Effect of Limb Joints and Limb Movement on Intrabody Communications for Body Area Network Applications

This study investigates the influence of human body movement on signal attenuation during intrabody communication (IBC) for body area network (BAN) applications. While recent studies have shown channel loss measurements for IBC caused by upper limb mobility, these attenuations have yet to be addressed with respect to both upper and lower body limbs in full-body implementations. In this paper, a number of in vivo experiments are conducted to determine the signal attenuation of the body during IBC. Since limb joints control human mobility, the impacts of the elbow and knee joints within the signal path as well as the effects of joint flexion and extension on signal attenuation are examined.
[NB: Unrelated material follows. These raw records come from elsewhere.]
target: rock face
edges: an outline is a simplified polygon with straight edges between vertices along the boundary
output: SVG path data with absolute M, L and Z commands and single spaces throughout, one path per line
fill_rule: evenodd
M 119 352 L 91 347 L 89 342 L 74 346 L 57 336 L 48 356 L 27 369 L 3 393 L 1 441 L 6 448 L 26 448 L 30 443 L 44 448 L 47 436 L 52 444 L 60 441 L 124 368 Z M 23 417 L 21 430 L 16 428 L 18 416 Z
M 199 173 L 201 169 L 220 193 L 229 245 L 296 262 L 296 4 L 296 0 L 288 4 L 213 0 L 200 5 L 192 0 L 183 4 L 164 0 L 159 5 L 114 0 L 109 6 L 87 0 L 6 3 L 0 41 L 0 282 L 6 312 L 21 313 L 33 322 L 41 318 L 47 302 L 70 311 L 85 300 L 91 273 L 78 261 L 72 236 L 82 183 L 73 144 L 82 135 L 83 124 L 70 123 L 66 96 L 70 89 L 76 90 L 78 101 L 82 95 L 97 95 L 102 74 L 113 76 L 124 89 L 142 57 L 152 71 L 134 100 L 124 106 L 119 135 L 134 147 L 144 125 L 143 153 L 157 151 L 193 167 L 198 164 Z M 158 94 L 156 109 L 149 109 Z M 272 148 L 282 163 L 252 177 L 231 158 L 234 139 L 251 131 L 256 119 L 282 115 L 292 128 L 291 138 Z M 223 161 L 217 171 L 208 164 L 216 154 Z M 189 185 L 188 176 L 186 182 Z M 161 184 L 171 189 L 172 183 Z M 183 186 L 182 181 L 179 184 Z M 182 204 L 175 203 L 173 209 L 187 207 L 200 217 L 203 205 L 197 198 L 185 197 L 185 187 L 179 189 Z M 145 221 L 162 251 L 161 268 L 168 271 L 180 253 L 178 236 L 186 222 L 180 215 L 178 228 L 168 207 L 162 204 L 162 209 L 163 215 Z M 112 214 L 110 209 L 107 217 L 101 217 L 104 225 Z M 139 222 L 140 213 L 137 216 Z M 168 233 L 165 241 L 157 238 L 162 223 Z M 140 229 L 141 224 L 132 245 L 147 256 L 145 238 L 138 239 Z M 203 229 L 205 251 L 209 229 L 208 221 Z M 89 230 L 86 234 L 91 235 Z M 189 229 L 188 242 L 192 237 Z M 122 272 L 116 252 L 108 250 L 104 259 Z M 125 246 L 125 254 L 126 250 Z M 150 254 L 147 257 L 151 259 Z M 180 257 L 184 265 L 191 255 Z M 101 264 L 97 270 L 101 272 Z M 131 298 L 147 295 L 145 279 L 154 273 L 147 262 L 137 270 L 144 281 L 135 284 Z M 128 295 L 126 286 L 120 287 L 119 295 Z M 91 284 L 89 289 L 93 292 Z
The effects of various natural environments on human body signal transmission are taken into account within a high frequency band (0.3-200 MHz). Results show that the presence of limb joints causes high signal attenuation (up to 8.0 dB). Moreover, the signal attenuation decreases with decreasing joint angle; for example, flexion of the elbow joint resulted in 5.0 dB of signal attenuation at 10 MHz. The results indicate that IBC is most likely to be influenced by movement with frequencies below 50 MHz. Above this, signal attenuation is more influenced by the environment and is less dependent on human body composition, indicating that the signal is less coupled through the body.